John, Acrobat’s Preflight is no where near as fast as reading the file head data but if you are familiar with using and/or creating your own Preflight conditions then script can process this for you. What you are looking for in this exercise is pretty basic info that is contained in the file head however Preflight will allow you to dig much deeper in to contents of the PDF file. Im in the middle of running some tests with mine at the moment the initial signs look promising (fingers crossed I really can’t be sat about checking hundreds of these). The PDF’s are opened invisibly and moved to new locations takes around 10-30 seconds per file with press ready PDF’s (my testing is with PDF’s approximately 8-12mb) I’ll let you know how I get on with this.

JohnR · July 20, 2007, 3:48pm

Mark,

Thanks for that. I didn’t know preflight can run that fast.
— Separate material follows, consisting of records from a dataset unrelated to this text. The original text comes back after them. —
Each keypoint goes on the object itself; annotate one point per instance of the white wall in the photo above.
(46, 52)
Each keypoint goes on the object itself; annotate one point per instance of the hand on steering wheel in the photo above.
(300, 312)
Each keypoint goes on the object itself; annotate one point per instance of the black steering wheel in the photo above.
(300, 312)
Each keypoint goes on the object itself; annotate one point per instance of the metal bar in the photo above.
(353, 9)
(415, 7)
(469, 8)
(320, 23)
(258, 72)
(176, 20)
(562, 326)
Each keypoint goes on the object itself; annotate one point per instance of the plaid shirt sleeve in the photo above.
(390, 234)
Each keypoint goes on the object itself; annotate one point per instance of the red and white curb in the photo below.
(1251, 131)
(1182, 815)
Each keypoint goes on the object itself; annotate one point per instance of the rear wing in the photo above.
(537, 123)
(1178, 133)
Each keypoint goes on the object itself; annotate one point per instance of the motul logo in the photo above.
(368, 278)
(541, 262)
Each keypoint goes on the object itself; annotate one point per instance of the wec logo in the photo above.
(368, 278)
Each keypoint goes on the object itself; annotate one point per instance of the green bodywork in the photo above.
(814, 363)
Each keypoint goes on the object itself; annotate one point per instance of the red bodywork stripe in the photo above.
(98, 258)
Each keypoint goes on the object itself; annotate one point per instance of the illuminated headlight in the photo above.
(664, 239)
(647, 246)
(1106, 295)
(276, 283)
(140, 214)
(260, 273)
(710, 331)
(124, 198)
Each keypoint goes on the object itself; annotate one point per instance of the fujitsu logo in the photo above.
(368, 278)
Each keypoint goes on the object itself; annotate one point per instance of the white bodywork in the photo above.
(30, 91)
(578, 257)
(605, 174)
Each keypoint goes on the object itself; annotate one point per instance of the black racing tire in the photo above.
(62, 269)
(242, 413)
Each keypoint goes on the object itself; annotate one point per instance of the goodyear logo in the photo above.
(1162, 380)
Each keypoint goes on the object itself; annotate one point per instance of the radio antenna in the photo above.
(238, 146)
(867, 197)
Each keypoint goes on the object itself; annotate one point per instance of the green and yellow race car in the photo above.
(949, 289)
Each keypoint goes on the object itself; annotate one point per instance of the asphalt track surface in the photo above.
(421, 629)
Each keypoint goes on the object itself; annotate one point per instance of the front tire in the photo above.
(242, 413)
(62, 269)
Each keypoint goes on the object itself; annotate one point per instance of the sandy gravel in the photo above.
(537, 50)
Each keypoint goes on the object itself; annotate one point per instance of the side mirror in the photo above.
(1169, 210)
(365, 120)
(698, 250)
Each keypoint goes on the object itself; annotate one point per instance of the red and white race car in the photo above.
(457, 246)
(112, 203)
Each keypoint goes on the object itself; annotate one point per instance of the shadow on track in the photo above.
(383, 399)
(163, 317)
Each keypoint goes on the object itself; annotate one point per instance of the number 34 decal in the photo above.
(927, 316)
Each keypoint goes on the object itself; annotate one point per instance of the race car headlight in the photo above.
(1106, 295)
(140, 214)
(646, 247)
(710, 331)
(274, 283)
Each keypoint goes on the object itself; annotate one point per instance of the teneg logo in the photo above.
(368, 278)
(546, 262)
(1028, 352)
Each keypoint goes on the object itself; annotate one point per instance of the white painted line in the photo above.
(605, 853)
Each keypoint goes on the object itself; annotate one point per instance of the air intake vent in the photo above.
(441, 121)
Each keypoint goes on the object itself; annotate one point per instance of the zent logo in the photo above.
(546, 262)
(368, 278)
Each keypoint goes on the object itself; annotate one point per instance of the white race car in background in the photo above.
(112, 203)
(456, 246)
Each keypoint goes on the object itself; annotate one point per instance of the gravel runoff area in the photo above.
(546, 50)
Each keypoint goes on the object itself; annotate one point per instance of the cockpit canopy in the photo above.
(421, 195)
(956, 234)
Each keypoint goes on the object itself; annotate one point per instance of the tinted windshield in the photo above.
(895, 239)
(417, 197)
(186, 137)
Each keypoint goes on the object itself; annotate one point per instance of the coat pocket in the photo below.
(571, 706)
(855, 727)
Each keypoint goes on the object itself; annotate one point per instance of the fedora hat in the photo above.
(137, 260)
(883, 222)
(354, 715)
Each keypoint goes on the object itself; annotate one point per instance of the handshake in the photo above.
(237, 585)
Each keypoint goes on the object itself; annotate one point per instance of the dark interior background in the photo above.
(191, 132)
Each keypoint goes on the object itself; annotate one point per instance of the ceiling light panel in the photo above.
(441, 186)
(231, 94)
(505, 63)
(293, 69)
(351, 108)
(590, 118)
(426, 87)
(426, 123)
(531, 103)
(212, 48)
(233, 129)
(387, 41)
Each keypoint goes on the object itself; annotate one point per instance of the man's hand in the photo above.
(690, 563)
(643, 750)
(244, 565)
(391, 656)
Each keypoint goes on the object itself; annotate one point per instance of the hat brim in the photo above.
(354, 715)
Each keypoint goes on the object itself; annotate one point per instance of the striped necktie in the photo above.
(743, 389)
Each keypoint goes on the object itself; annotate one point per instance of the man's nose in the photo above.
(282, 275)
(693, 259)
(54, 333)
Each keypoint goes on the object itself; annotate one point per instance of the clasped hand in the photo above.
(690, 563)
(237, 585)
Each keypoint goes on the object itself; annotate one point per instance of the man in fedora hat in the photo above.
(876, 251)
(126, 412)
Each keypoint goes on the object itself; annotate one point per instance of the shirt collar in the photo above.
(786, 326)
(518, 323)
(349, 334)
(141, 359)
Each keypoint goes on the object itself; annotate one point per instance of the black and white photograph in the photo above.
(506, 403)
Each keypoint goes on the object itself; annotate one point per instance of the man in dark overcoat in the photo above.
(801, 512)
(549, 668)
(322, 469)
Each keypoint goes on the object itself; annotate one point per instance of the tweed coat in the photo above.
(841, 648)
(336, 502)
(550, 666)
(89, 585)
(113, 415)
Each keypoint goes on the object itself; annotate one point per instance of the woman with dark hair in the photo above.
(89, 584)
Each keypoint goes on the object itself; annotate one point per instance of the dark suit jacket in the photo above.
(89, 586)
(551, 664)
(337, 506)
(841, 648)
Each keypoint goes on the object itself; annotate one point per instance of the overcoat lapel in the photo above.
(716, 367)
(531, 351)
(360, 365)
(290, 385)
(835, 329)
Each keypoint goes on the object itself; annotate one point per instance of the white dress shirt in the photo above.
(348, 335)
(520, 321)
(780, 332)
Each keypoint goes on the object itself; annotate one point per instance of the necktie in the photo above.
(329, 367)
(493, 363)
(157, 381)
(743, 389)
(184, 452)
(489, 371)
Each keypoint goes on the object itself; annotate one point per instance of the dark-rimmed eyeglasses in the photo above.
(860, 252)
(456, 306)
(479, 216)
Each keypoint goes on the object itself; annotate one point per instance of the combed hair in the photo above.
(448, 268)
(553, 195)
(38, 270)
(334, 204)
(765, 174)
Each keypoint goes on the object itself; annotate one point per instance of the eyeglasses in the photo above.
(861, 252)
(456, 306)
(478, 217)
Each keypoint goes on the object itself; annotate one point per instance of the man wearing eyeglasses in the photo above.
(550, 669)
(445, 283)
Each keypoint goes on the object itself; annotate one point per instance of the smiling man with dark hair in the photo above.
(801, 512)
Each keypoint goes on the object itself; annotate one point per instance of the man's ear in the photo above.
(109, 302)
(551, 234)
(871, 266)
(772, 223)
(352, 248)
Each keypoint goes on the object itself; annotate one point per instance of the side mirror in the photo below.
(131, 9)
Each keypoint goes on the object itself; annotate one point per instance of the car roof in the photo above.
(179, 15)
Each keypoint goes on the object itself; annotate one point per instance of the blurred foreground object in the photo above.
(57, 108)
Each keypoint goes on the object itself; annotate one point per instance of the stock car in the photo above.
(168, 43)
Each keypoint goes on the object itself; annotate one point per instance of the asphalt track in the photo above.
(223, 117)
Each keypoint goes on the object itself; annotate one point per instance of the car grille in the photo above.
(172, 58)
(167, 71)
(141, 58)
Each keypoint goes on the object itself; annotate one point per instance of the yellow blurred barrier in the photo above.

However at the minimal scale - 240 files x 10 seconds = 40 minutes or maximal scale 240 files x 30 seconds = 120 minutes to do these files? It’s still more consuming than I’d like.

I’m grateful for the input, but perhaps scanning head data will work better in a time crunch?

Your thoughts?

John

P.S. Calvin - I’m gonna try your script, and see how that works first!